The 2013 film “The Wolf of Wall Street” is based on the life of Jordan Belfort, a stockbroker who pushed penny stocks from a boiler room dubbed Stratton Oakmont in the 1990s and served 22 months in jail for defrauding investors. In a sublime case of art imitating life – or the other way around – the Wall Street Journal has alleged that the film’s production was itself funded by dirty money, specifically funds from the scandal-ridden Malaysian development fund 1MDB.
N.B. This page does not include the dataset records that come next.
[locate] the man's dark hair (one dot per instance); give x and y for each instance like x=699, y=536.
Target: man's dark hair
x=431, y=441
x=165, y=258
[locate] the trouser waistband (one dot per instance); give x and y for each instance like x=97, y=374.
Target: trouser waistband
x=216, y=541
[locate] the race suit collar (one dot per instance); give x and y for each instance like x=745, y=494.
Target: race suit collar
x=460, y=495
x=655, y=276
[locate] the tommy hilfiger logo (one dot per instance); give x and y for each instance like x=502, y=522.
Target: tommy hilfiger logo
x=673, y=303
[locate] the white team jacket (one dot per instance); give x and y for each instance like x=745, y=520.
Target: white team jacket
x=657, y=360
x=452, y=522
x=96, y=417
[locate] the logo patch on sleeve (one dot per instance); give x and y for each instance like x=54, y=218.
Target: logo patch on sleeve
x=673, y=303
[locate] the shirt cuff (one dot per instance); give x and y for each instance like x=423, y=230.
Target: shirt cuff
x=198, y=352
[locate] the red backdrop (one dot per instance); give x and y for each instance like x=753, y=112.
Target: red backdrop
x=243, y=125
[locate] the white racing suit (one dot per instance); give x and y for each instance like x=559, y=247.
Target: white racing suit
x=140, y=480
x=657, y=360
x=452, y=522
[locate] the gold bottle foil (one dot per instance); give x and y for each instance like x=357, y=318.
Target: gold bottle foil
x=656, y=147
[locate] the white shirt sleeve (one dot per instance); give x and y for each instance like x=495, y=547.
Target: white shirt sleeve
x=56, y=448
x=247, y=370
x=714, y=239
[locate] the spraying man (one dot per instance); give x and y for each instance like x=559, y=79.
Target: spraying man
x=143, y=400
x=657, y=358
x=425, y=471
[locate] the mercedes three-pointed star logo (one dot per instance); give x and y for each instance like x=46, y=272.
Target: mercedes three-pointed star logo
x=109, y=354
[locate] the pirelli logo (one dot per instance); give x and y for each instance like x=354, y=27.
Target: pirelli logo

According to the WSJ’s investigation, Riza Aziz, Malaysian Prime Minister Najib Razak’s stepson, siphoned $155 million from 1Malaysia Development Bhd., a government-owned fund that says its mission is “to drive sustainable economic development by forging strategic global partnerships and promoting FDI [foreign direct investment].” Passing through a tangle of offshore shell companies, the money ended up in Red Granite Pictures, a production studio that appeared on the scene with a lavish fête at the Cannes film festival in 2011. (See also: Is Belfort’s “Wolf” The Real Wall Street?)
Later that year the company produced “Friends With Kids,” which received a lukewarm reception from critics and audiences. Soon after, Malaysian businessman Jho Low (accused in March 2015 of taking $700 million from 1MDB) introduced Aziz and his partner at Red Granite, Christopher “Joey” McFarland, to Leonardo DiCaprio. The star had been pitching a film version of Belfort’s autobiography for years, with no luck. Red Granite began in August 2012, with Martin Scorsese directing.
According to the WSJ, the $155 million that made its way to Red Granite from 1MDB travelled via a company named Aabar Investments PJS Ltd., a British Virgin Islands-based company not to be confused with Aabar Investments PJS, a part of the Abu Dhabi sovereign-wealth fund that did apparently legitimate business with 1MDB. An American, Mohamed Ahmed Badawy Al-Husseiny, headed the latter and helped set up the former.
From there it split into a $50 million portion that traveled via intermediaries to Telina Holdings, and then to Red Granite Capital – both based in the British Virgin Islands – which then routed it to Red Granite Pictures. The other $105 million took a slightly less circuitous route to Hollywood, passing through Red Granite Capital. None of the $400 million the film grossed appears to have made it back to Malaysia, where audiences did not even get to see the movie. Distribution was canceled after Malaysian authorities demanded more than 90 portions be cut for violating morality laws.
No one is alleging the makers of “Wolf of Wall Street” engaged in debauchery quite as elaborate as that depicted in “Wolf of Wall Street.” But it appears that, as the movie’squestionable financial dealings have parallels in the film’s actual making, so does its over-the-top partying. In 2012, as filming was wrapping up, Aziz, DiCaprio, Low and others celebrated New Year’s Eve in Australia and then promptly flew to California to do it again.
The “Wolf of Wall Street” allegations are far from the only ones affecting 1MDB. Najib’s wife is believed to have gone on a $130,625 shopping binge at Chanel in Honolulu and a separate €750,000 one at De Grisogno in Sardinia. Then there’s the matter of $618 million in Najib’s personal accounts, which investigators believe came from 1MDB. Malaysia’s attorney general said the Saudi royal family donated the funds legally and that most of the money was returned.